金色の龍と白銀の虎、そして存在しない筈のエルシュナイデとゲシュペンスト・MK-ⅡとハガネのPT隊の戦いは乱戦を極めた。金色の龍はグルンガスト、白銀の虎はゲシュペンスト・MK-Ⅲ・Sカスタム、そしてエルアインスはラトゥーニの駆るゲシュペンスト・MK-Ⅲをそれぞれの敵と定め、ゲシュペンスト・MK-Ⅱの軍団はキョウスケ達の足止めをするように部隊を展開していた。
『ッ!?』
「ちいッ! 分断策かッ! キョウスケは俺と一緒に包囲網をぶち抜くッ! ライ! ラミアッ! お前達は俺達が抉じ開けた包囲網を抜けてラトゥーニのバックアップに回れッ! イルムとブリットは何とか踏み止まれッ! すぐに合流するッ!」
『『了解ッ!』』
『了解したでありんす、カイ少佐』
敵機の戦力が未知数の為。
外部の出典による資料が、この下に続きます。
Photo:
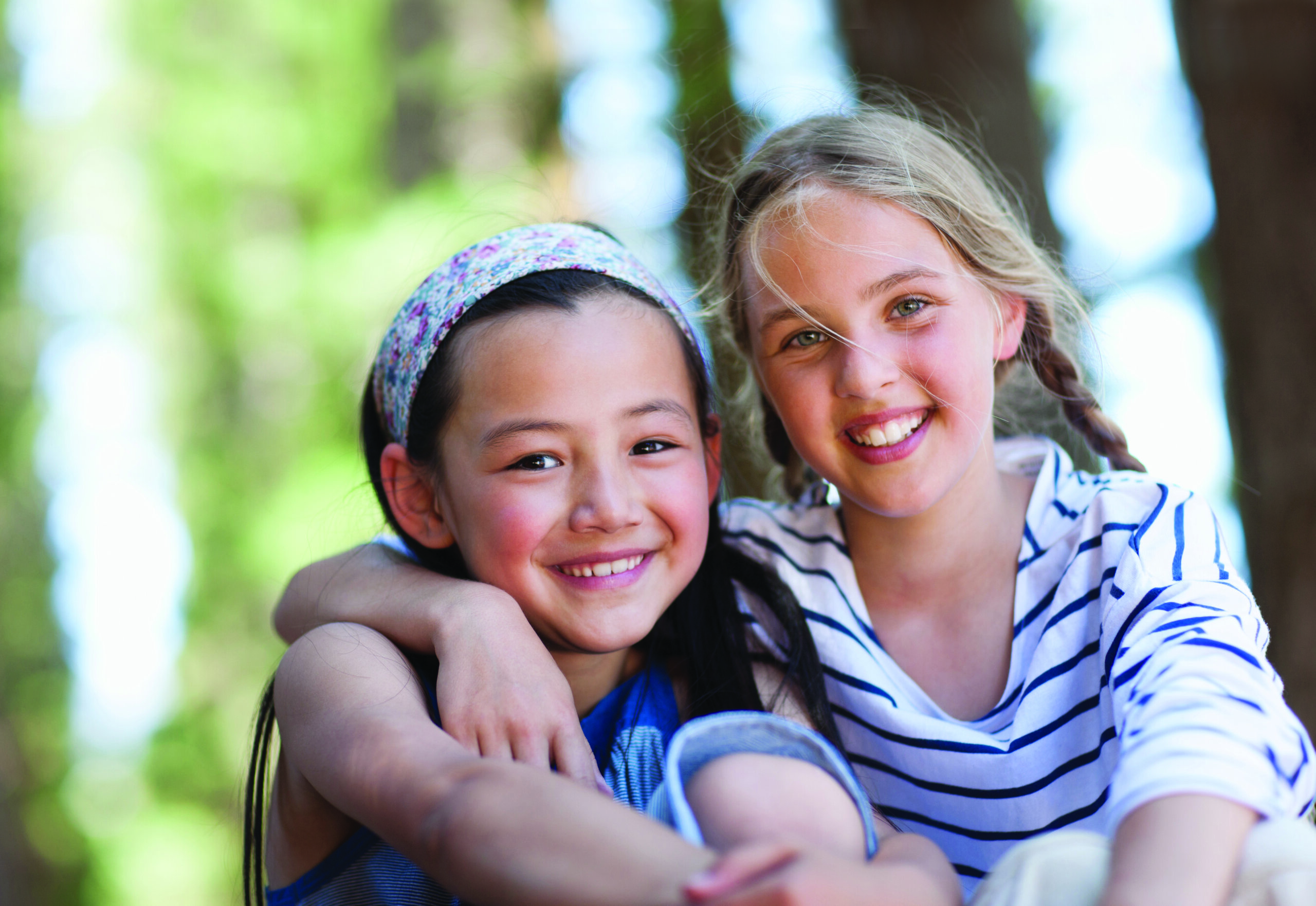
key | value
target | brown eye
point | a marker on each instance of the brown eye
(536, 463)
分断されたままでは不味いと矢継ぎ早に指示を飛ばすカイ。だが、簡単に合流させないと言わんばかりに次々にゲシュペンスト・MK-Ⅱが戦場へと降り立つ。
「馬鹿なッ! 一体何機ゲシュペンスト・MK-Ⅱが存在すると言うんだッ!」
「落ち着け大尉ッ!!」
ハガネのブリッジで次々に現れるゲシュペンスト・MK-Ⅱを見て動揺と恐怖を隠せずにそう叫ぶテツヤにダイテツの一喝が飛ぶ。
「動揺した事で状況は変わらん! 冷静に対処せよッ! 副砲、対空、対地ホーミングミサイル照準ゲシュペンスト・MK-Ⅱッ! カイ少佐達の突破口を開くのを支援せよッ!」
「り、了解ッ! 副砲、対空、対地ホーミングミサイル、照準ゲシュペンストMK-Ⅱ! てぇッ!!」
高速で動き回る龍と虎にはハガネの攻撃は遅すぎる。かと言って、乱戦状態の中で主砲を撃てば友軍を巻き込む。それを踏まえ、ダイテツは小径の副砲とミサイルで分断する為に現れ続けるゲシュペンスト・MK-Ⅱの撃破を優先した。
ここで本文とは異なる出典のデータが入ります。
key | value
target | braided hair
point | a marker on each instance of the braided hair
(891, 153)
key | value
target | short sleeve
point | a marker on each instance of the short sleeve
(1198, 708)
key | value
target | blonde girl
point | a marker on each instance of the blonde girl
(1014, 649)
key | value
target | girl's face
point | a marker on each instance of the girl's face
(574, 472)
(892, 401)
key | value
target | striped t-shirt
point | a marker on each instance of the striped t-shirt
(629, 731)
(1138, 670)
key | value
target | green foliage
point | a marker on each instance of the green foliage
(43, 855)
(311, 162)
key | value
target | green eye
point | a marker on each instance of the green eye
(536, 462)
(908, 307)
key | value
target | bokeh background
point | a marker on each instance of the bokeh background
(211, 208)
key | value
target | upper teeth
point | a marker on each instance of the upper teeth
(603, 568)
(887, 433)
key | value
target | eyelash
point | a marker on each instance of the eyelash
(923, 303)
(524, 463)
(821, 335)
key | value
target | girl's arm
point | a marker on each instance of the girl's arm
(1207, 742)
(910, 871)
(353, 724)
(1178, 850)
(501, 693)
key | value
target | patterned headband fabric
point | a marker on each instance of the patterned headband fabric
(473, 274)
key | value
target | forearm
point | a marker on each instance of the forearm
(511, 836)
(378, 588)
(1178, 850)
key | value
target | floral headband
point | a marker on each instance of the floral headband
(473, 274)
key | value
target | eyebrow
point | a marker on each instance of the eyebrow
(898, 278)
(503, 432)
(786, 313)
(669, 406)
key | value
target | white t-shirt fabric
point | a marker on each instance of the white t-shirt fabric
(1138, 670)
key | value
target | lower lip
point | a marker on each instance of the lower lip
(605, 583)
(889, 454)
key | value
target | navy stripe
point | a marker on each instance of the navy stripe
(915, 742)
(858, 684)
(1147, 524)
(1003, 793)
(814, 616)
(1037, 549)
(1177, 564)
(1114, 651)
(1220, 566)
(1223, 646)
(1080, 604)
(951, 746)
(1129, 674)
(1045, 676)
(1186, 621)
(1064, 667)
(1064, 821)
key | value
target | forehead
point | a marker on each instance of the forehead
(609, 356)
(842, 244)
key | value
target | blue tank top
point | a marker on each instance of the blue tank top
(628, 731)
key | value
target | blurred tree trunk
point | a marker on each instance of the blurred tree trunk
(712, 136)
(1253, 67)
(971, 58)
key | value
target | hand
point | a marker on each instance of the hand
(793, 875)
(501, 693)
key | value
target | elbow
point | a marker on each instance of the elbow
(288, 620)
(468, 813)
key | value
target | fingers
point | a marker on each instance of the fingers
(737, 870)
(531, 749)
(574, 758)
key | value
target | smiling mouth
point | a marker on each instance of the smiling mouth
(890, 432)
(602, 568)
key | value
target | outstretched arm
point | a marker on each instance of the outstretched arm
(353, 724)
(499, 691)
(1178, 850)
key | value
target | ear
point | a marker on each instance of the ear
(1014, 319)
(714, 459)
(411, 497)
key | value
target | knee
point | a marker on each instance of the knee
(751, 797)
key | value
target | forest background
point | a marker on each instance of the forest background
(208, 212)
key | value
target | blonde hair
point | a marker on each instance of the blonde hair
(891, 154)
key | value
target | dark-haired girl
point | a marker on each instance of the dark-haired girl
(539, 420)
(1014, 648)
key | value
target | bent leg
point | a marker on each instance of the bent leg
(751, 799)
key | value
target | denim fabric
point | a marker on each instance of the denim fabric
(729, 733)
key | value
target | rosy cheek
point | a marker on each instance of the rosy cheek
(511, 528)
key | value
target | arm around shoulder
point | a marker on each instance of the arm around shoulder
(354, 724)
「伍長はヒリュウ改とギリアム少佐達のシャトルへ通信を続けろ! 運が良ければそれが好機となる!」
「りょ、了解! こちらスティール2! ドラゴン2ッ! 応答せよッ!」
衛星上のヒリュウ改と打ち上げ途中の輸送機の両者に地上でしかも戦闘中のハガネが通信が繋がる可能性は決して高くない、むしろ低い部類になるだろう。だが、もしも通信が繋がれば、オウカとラトゥーニの戦闘だけは止める事が出来る可能性がある。
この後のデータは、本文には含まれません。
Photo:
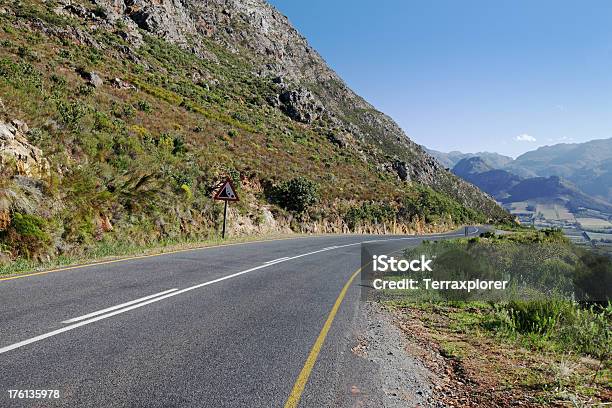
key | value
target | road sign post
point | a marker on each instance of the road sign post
(226, 192)
(224, 219)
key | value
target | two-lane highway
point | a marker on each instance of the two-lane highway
(257, 325)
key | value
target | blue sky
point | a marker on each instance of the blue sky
(505, 76)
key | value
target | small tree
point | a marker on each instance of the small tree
(297, 194)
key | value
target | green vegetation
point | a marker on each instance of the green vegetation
(557, 309)
(27, 235)
(296, 195)
(139, 165)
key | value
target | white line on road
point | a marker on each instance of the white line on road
(110, 309)
(178, 292)
(277, 260)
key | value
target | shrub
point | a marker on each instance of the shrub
(369, 213)
(27, 236)
(539, 316)
(431, 206)
(297, 194)
(144, 106)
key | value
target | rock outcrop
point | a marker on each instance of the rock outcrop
(17, 155)
(308, 90)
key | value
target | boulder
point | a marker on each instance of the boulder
(92, 78)
(300, 105)
(16, 152)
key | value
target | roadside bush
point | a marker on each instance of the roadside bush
(593, 277)
(540, 317)
(432, 206)
(27, 235)
(369, 213)
(297, 194)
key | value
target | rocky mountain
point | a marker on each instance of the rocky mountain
(450, 160)
(557, 189)
(507, 187)
(496, 182)
(140, 107)
(580, 169)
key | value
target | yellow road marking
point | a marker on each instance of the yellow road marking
(300, 383)
(298, 388)
(68, 268)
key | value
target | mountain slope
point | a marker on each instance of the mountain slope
(141, 107)
(585, 164)
(450, 160)
(494, 181)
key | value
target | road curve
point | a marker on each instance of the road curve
(228, 326)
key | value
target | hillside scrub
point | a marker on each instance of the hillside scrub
(557, 312)
(135, 155)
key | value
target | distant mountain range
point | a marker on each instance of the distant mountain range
(449, 160)
(580, 174)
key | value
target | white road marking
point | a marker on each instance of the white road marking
(110, 309)
(178, 292)
(277, 260)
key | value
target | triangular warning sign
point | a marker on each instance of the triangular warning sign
(226, 192)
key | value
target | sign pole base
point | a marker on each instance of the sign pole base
(224, 220)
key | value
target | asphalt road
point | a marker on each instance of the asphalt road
(229, 326)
「ぬっぐう! 主砲へのエネルギーラインカット! E-フィールド維持に回せ!」
出現を続けるゲシュペンスト・MK-Ⅱからの攻撃はついにハガネを襲いだし、ハガネの船体を大きく揺らす。倒しても、倒しても出現を続けるゲシュペンスト・Mk-Ⅱを見て、冷静になれとテツヤを一喝したダイテツでさえもその背中に冷たい汗が流れるのを感じずには居られなかった。それでも艦長である己が動揺する訳には行かないと、己を鼓舞し、内心の恐怖を押さえ込みクルーへの指揮をとり続けるのだった……
「へえ、お前中々やるなあ? 名前は?」
高速で空を駆け、地面に着地したと思ったら、尾による叩きつけと爪による引き裂き攻撃に噛み付き、ほぼゼロ距離からの火炎放射と多彩な攻撃を繰り出す――金色の龍。自身と同じ名を冠する百鬼獣 龍王鬼のコックピットの中で龍王鬼は感心したように自らの攻撃を全ていなしたグルンガストに接触通信を繋げた。龍王鬼にとって強い敵を倒す事こそ誉れ、敵であれ強い相手には敬意を払う。それが四邪の鬼人 龍王鬼の流儀だ。だから気軽くイルムにその名前を尋ねた……だがイルムの返答は計都羅喉剣による鋭い一閃だった。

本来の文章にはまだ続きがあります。